Based on my recollection, @Gautam gave a very interesting interpretation for this a long time ago. He suggests that T(n+1,k+1) is the number of k independent vertices set for n vertices tree. https://en.wikipedia.org/wiki/Independent_set_(graph_theory)
I think I could justify this in a similar way to Stirling number of second kind proof. But here, we get $k \times T(n,k+1)$ because while adding a leaf you could add the newly added vertex in k number of ways to form independent sets.
Stirling numbers of the second kind $S(n,k)$ satisfy the same recurrence relation as $T(n+1,k+1)$, so the $T(n+1,k+1)=S(n,k)$ provided you have the coincidence at initial conditions.

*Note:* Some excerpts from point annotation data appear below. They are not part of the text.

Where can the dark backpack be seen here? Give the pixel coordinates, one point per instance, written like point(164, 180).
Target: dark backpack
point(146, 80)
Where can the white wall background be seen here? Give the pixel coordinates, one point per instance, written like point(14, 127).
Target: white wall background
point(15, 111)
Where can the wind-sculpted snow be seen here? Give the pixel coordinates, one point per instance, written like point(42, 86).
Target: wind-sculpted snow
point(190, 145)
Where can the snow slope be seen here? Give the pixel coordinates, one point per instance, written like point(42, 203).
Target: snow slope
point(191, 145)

The number of $k>2$ independent vertices set for $n$-vertex tree depends on a tree. For instance, if a tree is a path and $k>\lceil n/2\rceil$, there is no such sets. From the other hand, for $n>k\ge 2$ a star with $n-1$ leaves has ${n-1 \choose k}$ such sets. For $n\ge k=2$ such sets are all (unordered) pairs of distinct vetices of the tree (which number is ${n \choose 2}$), but pairs of adjacent verices (which number is exactly the number of edges of the tree, that is $n-1$). So in this case the number of such sets eqauls $${n \choose 2}-(n-1)={n \choose 2}-{n-1 \choose 1}={n-1 \choose 2}.$$